>>On Saturday, May 29, 1999 at 12:50:56 (-0400) Doug Henwood writes:
>>>...
>>>Aside from the lack of constituency (other than foundation program officers
>>>and dispensers of government contracts), most of the community organizers
>>>I've talked wtih have no big picture analysis at all - they only care about
>>>their particular neighborhood, or issue, or demographic group. That doesn't
>>>make them bad people, but it does help explain why they've been so
>>>ineffective, and why they're so susceptible to co-optation.
>>
>>I think this deserves repeating and amplification. This is a crucial
>>point: Parochialism invites co-optation. The reason is simple: you
>>have a particular problem and a rich benefactor offers to help you
>>solve it so you accept the help, without realizing the connection of
>>the benefactor to the underlying causes of this problem and others
>>like it elsewhere.
>
>Exactly. There's also quite a positive hostility towards big-picture
>thinking among a lot of activists. Some years ago I was on a conference
>panel with a community organizer in NYC who was going on about the need for
>encouraging small business development in the city. I responded by saying
>that this reflexive endorsement of small business really needed to be
>thought through, since small businesses pay lower wages and offer fewer
>benefits than larger ones, show higher injury rates, and are less likely to
>offer training. His response was a plea not to get lost in "the paralysis
>of analysis."
>
>About 10 years ago I did a story on a bunch of housing activists in the
>Bronx who were complaining about maltreatment of their neighborhood by
>Freddie Mac, the mortgage securitizer. I asked them if they worried about
>the danger of too much credit coming into the neighborhood to finance
>gentrification and displacement if they got what they wanted. The leader of
>the group told me they didn't care about that, all they cared about was the
>immediate matter at hand.
Parochialism and associated problems (e.g. paternalism, clientelism, etc.) has been long recognized as serious problems of th enonprofit/nongovernmnetal organizations, even by staunch supporters. The problem, as always, is structural, rather than "false consciousness" if individual activists. Specifically, the neo-liberal concept of nonprofit organization as a "gap filler" in service provision - rather than tool of political mobilization. In fact, US laws explicitly prohibit any political work on the pain of loosing the federal tax exempt status.
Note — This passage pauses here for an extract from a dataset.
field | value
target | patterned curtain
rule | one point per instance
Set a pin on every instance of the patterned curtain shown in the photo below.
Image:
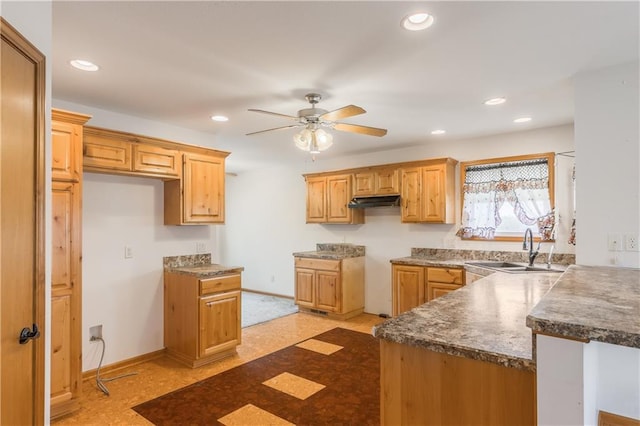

By contrast, in many European countries (e.g. the Netherlands) NGOs are encourgaed and even reimbursed by the government for their political mobilization efforts on the grounds that political mobilization is a "public good" that reinforces democracy and thus is good for entire society, nit just special interest groups.
The opposite is true about the US, as the ruling elite, especially republicans, have been persistently working to demobilize th epublic and discourage people even from the most rudimentary forms of such participation, such as voting (Piven and Cloward make that explicit point in their book _Why Americans Do not Vote?_). I may add to it the Istook amendament (a part of Gingrich's Congress strategy to "defund the Left"), barely defeated in Congress, which would make the taxt exemption rules even more stringent.
In such environment, it is no surprise that activists try to stay as close to "specific issues" as possible - on the pain of loosing their tax exempt status.
A larger point is that the US institutional framework, from the Constitution to laws governing voluntary activism, has been consciously designed to preserve the political status quo based on the rule of the "enlightened" (read academic-military-industrial complex) elite. That is why any political reform undertaken on behalf of non-elites - be it FDR's "new deal" the Civil Rights Movement, of Johnson's "war on poverty" - that does NOT significantly change the institutional landscape an th ebalance of power will venetually get dismantled by the very powers that designed that landscape.
In short, without shattering the institutional framework on which the power of US elites rests - the bipartisan winner-takes-all system, the fragmentation of formal political instiutions by the "separation of power" principle, and the semi-formal consolidation of elite power by the "revolving door" arrangements between the government, the industry and the academe - we can kiss the prospect of any meaningful change in this country good bye.
It is not the fault of the nonprofit or community activists, their lack of vision or political opportunism, but the deeply entrenched property of the US institutional system. In fact, ngos can be an effective tool of grassroots political mobilization to influence the government in a truly open and democratic society. If they ain't such in the us, it is because the us ain't an open and democratic society, and the ruling elites do everything that is humanly possible to keep it that way.